The idea of separate women's issues has become almost meaningless, but if anything is a women's issue, it is the minimum wage that looks like being set at a lower level than has previously been discussed. Had the Minister for Women's job not been tacked on to Harriet Harman's already bulging portfolio, it is possible to imagine that some of the Labour Party's commitments to women might be delivered. Of course none of these commitments were in the Labour party pledges, so no actual promises will be broken. None the less, both those within and without the party have expectations about what a Labour government will actually do for us.

Despite the photo-opportunities, less than a quarter of the new intake are women. So how many of these were propelled into power through the despised all-women shortlists? Less than a third. If we say that perhaps half of these women might have got through anyway, we are talking perhaps about 15 women who benefited from this quota system. Yet what these shortlists did was raise the profile of women in the party, provoking a debate that meant a sluggish and smug institution became more self-aware. Barbara Follett's powerful argument at the time was that without doing anything, nothing would change. As she reminded us, Labour returned the same number of women to Parliament in 1987 as it did in 1945. Blair, in one sense, was right to say that the shortlists were not ideal, but then the alternative was doing nothing and ending up like the Tory Party.

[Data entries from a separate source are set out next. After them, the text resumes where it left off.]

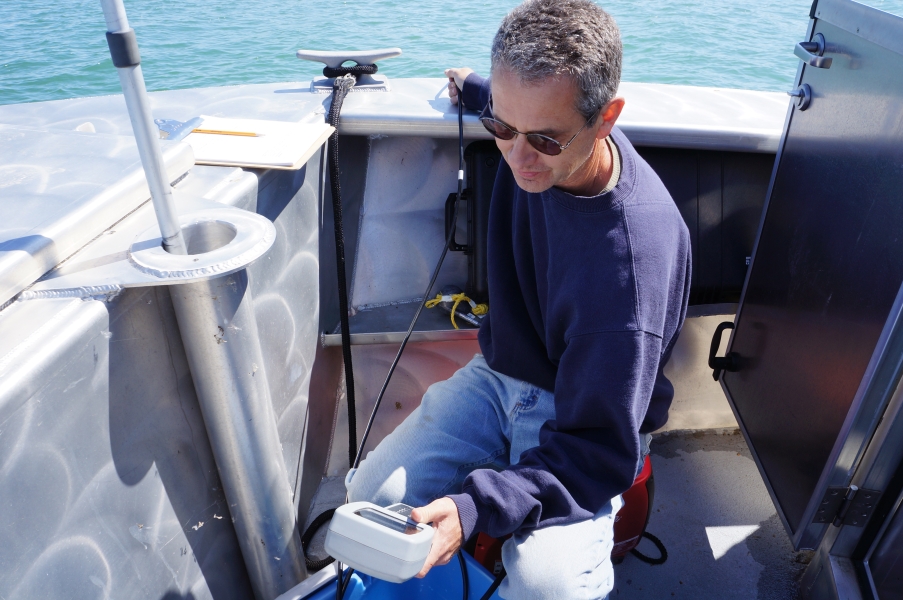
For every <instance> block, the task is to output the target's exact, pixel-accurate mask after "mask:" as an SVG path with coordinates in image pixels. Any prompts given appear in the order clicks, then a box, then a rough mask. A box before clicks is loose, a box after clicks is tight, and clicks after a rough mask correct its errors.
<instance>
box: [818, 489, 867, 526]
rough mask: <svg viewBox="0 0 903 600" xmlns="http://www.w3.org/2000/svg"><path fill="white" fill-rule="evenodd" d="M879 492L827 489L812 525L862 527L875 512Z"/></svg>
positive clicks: (820, 504) (818, 508) (859, 489)
mask: <svg viewBox="0 0 903 600" xmlns="http://www.w3.org/2000/svg"><path fill="white" fill-rule="evenodd" d="M880 496H881V492H880V491H878V490H861V489H859V488H858V487H856V486H855V485H851V486H850V487H840V486H833V487H829V488H828V491H827V492H825V497H824V498H822V501H821V504H820V505H819V507H818V510H817V511H816V512H815V518H814V519H812V522H813V523H831V524H833V525H834V526H835V527H840V526H841V525H849V526H851V527H863V526H864V525H865V524H866V523H867V522H868V520H869V519H870V518H871V516H872V513H873V512H874V511H875V505H876V504H877V503H878V498H879V497H880Z"/></svg>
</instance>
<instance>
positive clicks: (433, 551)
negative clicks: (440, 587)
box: [411, 69, 464, 577]
mask: <svg viewBox="0 0 903 600" xmlns="http://www.w3.org/2000/svg"><path fill="white" fill-rule="evenodd" d="M450 70H451V69H450ZM411 519H413V520H414V521H416V522H418V523H432V524H433V528H434V529H435V530H436V531H435V533H434V534H433V546H432V547H431V548H430V554H429V556H427V557H426V562H425V563H424V565H423V569H421V570H420V572H419V573H417V577H425V576H426V574H427V573H429V571H430V569H432V568H433V567H434V566H435V565H444V564H447V563H448V561H450V560H451V559H452V558H453V557H454V556H455V552H457V551H458V548H460V547H461V544H462V543H464V540H463V539H462V538H463V537H464V532H463V530H462V529H461V519H460V518H459V517H458V507H457V506H456V505H455V503H454V501H453V500H452V499H451V498H439V499H438V500H434V501H433V502H430V503H429V504H428V505H427V506H423V507H420V508H415V509H414V510H412V511H411Z"/></svg>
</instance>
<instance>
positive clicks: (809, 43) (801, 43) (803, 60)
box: [793, 33, 834, 69]
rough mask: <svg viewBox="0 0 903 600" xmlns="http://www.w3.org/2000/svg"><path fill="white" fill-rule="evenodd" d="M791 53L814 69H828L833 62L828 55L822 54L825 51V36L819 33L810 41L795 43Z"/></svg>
mask: <svg viewBox="0 0 903 600" xmlns="http://www.w3.org/2000/svg"><path fill="white" fill-rule="evenodd" d="M793 53H794V54H796V55H797V56H798V57H800V58H801V59H802V61H803V62H804V63H806V64H807V65H809V66H812V67H815V68H816V69H830V68H831V63H832V62H834V60H833V59H832V58H831V57H830V56H822V55H823V54H824V53H825V36H823V35H822V34H820V33H816V34H815V35H814V36H813V37H812V41H811V42H800V43H799V44H797V45H796V47H795V48H794V49H793Z"/></svg>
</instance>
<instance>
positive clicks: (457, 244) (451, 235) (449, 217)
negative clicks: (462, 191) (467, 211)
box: [445, 190, 470, 252]
mask: <svg viewBox="0 0 903 600" xmlns="http://www.w3.org/2000/svg"><path fill="white" fill-rule="evenodd" d="M457 199H458V195H457V194H449V195H448V198H446V199H445V239H448V236H449V235H451V236H452V242H451V244H450V245H449V246H448V249H449V250H450V251H451V252H467V251H469V250H470V248H469V247H468V246H465V245H462V244H459V243H458V241H457V239H456V238H455V237H454V236H455V233H457V230H458V224H457V223H455V222H453V221H452V217H454V215H455V201H456V200H457ZM461 202H467V190H465V191H464V193H463V194H461ZM460 213H461V207H460V206H459V207H458V214H460Z"/></svg>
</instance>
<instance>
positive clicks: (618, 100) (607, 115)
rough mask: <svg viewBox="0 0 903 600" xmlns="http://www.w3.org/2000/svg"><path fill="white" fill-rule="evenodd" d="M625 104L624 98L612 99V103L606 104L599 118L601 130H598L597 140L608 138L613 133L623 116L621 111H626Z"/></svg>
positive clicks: (616, 98) (600, 111)
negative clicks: (612, 132)
mask: <svg viewBox="0 0 903 600" xmlns="http://www.w3.org/2000/svg"><path fill="white" fill-rule="evenodd" d="M624 104H625V100H624V98H612V100H611V102H609V103H608V104H606V105H605V107H604V108H603V109H602V110H601V111H600V112H599V116H598V117H597V119H598V121H599V123H598V125H599V129H598V130H596V139H603V138H606V137H608V134H609V133H611V128H612V127H614V126H615V122H616V121H617V120H618V117H620V116H621V111H622V110H624Z"/></svg>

Positive discrimination in favour of women, as we have seen in other countries, often means that its beneficiaries are defensive. It also means a male backlash with men cast as the new victims. Yet it is a means to an end; and at conference last year, Labour backed a motion calling for a target of 50 per cent female MPs in the next 10 years. It was proposed by Clare Short, who described it correctly as the "biggest modernisation of all". Even Tories were forced to comment on the number of bright young women at conference, Boris Johnson registering much Hot Totty on his own personal Tottymeter.

And now that the Totty is on display, giggling in the corridors of power and presumably having to queue to get into the Ladies, they remain an unknown quantity. The expression "transitional women" is being bandied about. It applies to the Harmans and the Jowells, the women who were already considered acceptable by the boys.

There is nothing transitional about the new mob of women, their number makes them a solid presence. Some of them even wear normal clothes instead of those peculiar power suits.

What with a handful of openly gay MPs, someone in a wheel-chair, a few more black faces, Parliament is getting nearer to representing a cross- section of the population. Nearer but not near enough.

In the flush of victory it is easy to forget that. Just as it easy to overlook the fact that those 101 female MPs were not delivered by Mr. Blair's hand alone. They were delivered by a combination of cultural change - the electorate has less of a problem in voting for a women than ever before - and political activism: a conscious, stubborn and explicitly feminist drive towards equal representation. The irony, not so gentle, is that at a time when such feminist tactics are referred to as "so Seventies", as completely out of touch and out of date, they have produced such a dramatic change in the House of Commons.

For the Tories this is yet another problem that they must deal with if they want to reconstitute themselves as a serious party. At a grassroots level they need to persuade their female supporters to vote for women instead of more ghastly Tory Boys. For the Conservatives to impose any sort of quota system is almost inconceivable, but without one it is difficult to see how any sort of progress will be made.

However, while New Labour congratulates itself on its landslide and its new feminised culture, it should also remember its irritating little anthem "Things can only better ..." While we are looking forward, glance backward over New Labour's shoulder and you will see the struggle it has been to produce this profound shift in its own culture. Being a politician means never having to say you are sorry and I don't expect Blair to be any different; but he cannot be allowed to take all the credit here. At long last the party has delivered up some women. The question now is this: what can the Government deliver for all women?